Training on limited HW with LoRA

LoRA is a technique that freezes model weights and replaces them with low-rank, i.e. small, adapters.

LoRA (Low Rank Adaptation)

Keras also has straightforward APIs for this:

gemma2_lm.backbone.enable_lora(rank=4) # Rank picked from empirical testing

Displaying model details with model.summary() after enabling LoRA, we can see that LoRA reduces the number of trainable parameters in Gemma 9B from 9 billion to 14.5 million.


An update from Hugging Face

Last month, we announced that Keras models would be available, for download and user uploads, on both Kaggle and Hugging Face.
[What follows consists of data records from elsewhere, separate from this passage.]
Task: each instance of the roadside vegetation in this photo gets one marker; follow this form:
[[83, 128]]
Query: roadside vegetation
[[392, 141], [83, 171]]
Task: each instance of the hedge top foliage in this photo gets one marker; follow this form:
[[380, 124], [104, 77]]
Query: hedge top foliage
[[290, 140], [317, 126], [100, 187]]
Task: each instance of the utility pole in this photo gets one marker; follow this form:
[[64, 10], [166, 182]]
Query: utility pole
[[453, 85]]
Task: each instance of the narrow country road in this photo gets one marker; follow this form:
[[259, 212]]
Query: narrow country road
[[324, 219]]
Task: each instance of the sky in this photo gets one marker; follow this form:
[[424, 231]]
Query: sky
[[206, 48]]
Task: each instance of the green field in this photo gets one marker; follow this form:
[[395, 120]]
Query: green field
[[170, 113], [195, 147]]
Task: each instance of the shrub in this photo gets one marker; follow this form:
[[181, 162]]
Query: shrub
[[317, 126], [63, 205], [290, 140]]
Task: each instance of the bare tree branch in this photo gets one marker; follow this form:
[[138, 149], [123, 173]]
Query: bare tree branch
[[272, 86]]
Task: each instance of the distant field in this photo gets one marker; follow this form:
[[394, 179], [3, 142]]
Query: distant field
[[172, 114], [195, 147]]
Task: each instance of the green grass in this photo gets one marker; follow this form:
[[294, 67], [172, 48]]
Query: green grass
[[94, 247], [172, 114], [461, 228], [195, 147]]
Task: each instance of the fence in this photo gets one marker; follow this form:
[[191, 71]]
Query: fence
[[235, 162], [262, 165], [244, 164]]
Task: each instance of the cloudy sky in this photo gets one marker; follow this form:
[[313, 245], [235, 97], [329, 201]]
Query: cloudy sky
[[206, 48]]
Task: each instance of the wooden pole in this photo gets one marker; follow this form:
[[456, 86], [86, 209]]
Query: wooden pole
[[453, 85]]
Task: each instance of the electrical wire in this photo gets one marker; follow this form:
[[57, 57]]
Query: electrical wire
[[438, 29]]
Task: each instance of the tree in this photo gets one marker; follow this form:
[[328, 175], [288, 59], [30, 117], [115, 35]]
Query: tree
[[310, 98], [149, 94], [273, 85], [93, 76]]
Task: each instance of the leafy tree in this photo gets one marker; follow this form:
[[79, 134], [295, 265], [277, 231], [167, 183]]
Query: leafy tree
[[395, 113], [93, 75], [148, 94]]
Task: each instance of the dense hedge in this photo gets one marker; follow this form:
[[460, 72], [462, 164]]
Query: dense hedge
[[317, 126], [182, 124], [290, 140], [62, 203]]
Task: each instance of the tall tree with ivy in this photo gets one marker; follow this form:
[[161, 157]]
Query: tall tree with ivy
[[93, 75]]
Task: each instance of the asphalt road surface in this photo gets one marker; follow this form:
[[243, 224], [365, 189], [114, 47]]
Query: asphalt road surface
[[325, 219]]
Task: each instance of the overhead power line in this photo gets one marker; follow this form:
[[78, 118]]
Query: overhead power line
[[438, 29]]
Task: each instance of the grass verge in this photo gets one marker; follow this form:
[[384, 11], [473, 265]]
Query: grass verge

Today, we are pushing the Hugging Face integration even further: you can now load any fine-tuned weights for supported models, whether they have been trained using a Keras version of the model or not. Weights will be converted on the fly to make this work. This means that you now have access to the dozens of Gemma fine-tunes uploaded by Hugging Face users, directly from KerasNLP. And not just Gemma. This will eventually work for any Hugging Face Transformers model that has a corresponding KerasNLP implementation. For now Gemma and Llama3 work. You can try it out on the Hermes-2-Pro-Llama-3-8B fine-tune for example using this Colab:

causal_lm = keras_nlp.models.Llama3CausalLM.from_preset(
   "hf://NousResearch/Hermes-2-Pro-Llama-3-8B"
)

Explore PaliGemma with Keras 3

PaliGemma is a powerful open VLM inspired by PaLI-3. Built on open components including the SigLIP vision model and the Gemma language model, PaliGemma is designed for class-leading fine-tune performance on a wide range of vision-language tasks. This includes image captioning, visual question answering, understanding text in images, object detection, and object segmentation.


You can find the Keras implementation of PaliGemma on GitHub, Hugging Face models and Kaggle.

We hope you will enjoy experimenting or building with the new Gemma 2 models in Keras!